Not after the second round
, he thinks.
There was no way down
. “My uncle, who raised me, always scolded my—” He asks Goto to translate the word “stubbornness.”

Outside, the bamboo winnows the breeze: a sound ancient and sad.

Shiroyama notices the ridge of the scroll tube in Jacob’s coat …

… but he says, “My report to Edo must address a question.”

“If I am able answer it, Your Honor, I shall.”

“Why did the English sail away before Dejima was destroyed?”

“This same mystery troubled me all night long, Your Honor.”

“You must have seen how they loaded the cannons on the quarterdeck.”

Jacob has Goto explain how cannons are for punching big holes in ships and walls, whereas carronades are for punching small holes through lots of men.

“Then why did the English not kill their enemy’s chief with the ‘carronades’?”

“Possibly the captain wanted to limit damage to Nagasaki.” Jacob shrugs. “Possibly it was an …” He has Goto translate “act of mercy.”

A child’s voice can be heard, muffled by two or three rooms.

The magistrate’s celebrated son
, Jacob guesses,
delivered by Orito
.

“Perhaps,” Shiroyama muses, examining the joints of his thumb, “your courage made your enemy ashamed.”

Jacob, recalling his four years of living with Londoners, doubts the suggestion but bows at the compliment. “Will Your Honor be traveling to Edo to submit your report?”

Pain flashes across Shiroyama’s face, and Jacob wonders why.
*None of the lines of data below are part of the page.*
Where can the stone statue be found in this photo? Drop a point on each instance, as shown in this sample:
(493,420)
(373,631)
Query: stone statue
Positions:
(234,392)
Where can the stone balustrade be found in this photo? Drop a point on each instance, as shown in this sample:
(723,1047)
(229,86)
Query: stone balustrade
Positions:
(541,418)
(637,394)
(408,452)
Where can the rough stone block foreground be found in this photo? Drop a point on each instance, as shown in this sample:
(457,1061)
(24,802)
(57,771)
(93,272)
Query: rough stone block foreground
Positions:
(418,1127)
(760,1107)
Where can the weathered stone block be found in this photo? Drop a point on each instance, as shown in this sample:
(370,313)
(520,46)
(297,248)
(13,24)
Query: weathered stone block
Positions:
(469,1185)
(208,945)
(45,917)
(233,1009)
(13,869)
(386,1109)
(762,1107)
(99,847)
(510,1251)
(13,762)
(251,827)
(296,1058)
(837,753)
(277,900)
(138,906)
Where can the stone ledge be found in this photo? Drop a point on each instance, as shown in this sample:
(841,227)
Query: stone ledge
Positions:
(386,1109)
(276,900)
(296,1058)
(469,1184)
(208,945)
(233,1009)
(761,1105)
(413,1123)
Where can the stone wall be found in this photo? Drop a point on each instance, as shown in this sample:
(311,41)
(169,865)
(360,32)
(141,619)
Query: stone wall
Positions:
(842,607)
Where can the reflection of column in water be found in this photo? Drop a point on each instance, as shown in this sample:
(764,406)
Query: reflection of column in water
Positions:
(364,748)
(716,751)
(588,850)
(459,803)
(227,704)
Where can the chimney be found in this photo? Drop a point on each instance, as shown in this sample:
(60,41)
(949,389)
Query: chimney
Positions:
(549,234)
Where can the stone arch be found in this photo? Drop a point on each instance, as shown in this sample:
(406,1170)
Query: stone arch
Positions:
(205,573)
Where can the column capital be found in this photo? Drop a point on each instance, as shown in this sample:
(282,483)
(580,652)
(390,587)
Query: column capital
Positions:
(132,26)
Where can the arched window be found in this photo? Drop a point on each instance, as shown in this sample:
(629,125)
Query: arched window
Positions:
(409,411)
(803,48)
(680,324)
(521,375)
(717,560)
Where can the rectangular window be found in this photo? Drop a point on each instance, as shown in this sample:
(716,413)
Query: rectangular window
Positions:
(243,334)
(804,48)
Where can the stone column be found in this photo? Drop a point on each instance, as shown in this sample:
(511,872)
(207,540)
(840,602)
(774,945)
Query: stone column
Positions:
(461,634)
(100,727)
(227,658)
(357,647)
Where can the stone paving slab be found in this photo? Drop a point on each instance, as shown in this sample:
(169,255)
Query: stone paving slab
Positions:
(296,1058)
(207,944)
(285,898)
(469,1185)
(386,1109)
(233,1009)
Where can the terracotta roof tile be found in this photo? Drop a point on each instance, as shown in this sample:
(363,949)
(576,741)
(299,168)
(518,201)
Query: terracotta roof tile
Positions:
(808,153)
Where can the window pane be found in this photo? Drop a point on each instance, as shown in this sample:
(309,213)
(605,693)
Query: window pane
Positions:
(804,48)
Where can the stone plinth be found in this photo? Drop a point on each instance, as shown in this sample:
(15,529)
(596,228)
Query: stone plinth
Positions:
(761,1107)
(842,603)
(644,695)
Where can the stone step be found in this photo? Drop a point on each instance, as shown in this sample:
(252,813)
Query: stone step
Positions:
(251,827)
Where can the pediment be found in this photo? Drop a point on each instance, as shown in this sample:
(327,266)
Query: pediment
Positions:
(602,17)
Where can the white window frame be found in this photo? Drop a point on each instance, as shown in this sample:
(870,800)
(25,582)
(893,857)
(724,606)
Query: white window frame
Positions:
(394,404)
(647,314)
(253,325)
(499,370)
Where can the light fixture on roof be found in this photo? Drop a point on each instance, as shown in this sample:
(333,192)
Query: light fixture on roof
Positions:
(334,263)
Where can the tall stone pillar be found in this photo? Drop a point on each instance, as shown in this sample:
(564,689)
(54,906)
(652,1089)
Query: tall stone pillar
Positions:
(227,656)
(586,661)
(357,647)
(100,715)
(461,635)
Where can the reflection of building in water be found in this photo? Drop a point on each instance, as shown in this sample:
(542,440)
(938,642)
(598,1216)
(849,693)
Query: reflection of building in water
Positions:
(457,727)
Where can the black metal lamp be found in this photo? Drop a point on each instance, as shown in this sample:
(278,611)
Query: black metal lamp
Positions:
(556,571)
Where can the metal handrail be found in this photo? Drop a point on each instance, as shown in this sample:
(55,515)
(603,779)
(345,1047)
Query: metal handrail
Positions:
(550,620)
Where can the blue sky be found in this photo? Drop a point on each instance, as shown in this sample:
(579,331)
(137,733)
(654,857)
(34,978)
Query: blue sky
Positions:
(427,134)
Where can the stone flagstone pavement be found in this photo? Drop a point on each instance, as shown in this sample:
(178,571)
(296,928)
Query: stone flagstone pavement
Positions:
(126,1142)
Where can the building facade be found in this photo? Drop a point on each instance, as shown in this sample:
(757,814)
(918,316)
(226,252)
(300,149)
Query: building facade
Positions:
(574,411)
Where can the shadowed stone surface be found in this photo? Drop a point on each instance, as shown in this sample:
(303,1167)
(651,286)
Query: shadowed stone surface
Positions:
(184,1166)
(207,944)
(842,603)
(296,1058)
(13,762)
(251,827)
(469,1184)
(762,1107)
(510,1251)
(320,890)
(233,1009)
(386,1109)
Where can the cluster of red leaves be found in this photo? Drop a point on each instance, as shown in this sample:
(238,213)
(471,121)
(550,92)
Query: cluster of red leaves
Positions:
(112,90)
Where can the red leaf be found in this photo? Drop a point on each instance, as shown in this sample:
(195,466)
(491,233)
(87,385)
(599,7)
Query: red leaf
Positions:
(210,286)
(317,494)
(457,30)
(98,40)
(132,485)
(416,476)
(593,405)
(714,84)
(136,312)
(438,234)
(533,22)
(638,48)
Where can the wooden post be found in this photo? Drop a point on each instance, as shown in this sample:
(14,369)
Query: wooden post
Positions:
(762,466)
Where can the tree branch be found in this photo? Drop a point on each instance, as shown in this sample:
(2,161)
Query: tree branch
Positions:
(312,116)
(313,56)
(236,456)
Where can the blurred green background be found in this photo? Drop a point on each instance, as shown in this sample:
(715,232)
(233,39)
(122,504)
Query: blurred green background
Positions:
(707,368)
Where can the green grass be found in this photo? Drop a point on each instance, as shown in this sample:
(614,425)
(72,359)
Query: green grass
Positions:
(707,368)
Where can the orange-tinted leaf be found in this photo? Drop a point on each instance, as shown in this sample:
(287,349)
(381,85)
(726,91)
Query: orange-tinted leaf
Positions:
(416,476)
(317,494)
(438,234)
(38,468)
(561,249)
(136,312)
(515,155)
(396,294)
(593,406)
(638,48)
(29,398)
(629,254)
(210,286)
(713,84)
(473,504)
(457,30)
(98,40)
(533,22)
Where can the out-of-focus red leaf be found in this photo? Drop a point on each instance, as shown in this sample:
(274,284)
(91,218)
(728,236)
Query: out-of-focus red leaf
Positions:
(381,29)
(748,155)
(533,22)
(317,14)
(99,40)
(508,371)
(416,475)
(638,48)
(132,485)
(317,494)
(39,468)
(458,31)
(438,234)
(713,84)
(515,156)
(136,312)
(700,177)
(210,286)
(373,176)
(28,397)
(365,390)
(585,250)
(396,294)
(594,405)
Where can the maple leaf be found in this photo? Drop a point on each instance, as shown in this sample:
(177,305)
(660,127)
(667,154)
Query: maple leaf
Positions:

The magistrate addresses his difficult-to-understand answer to Goto. “His
Honor says …” Goto hesitates. “Edo requires a—the word is a merchant’s word, ‘settle of accounts’?”

Jacob is being instructed to leave this deliberate vagueness alone.

He notices the
go
board in its corner; he recognizes the same game from his visit two days ago, just a few moves further on.

“My opponent and I,” says Shiroyama, “can rarely meet.”

Jacob makes a safe guess: “The lord abbot of Kyôga Domain?”

The magistrate nods. “The lord abbot is a master of the game. He discerns his enemy’s weaknesses and uses them to confound his enemy’s strengths.” He considers the board ruefully. “I fear my position is without hope.”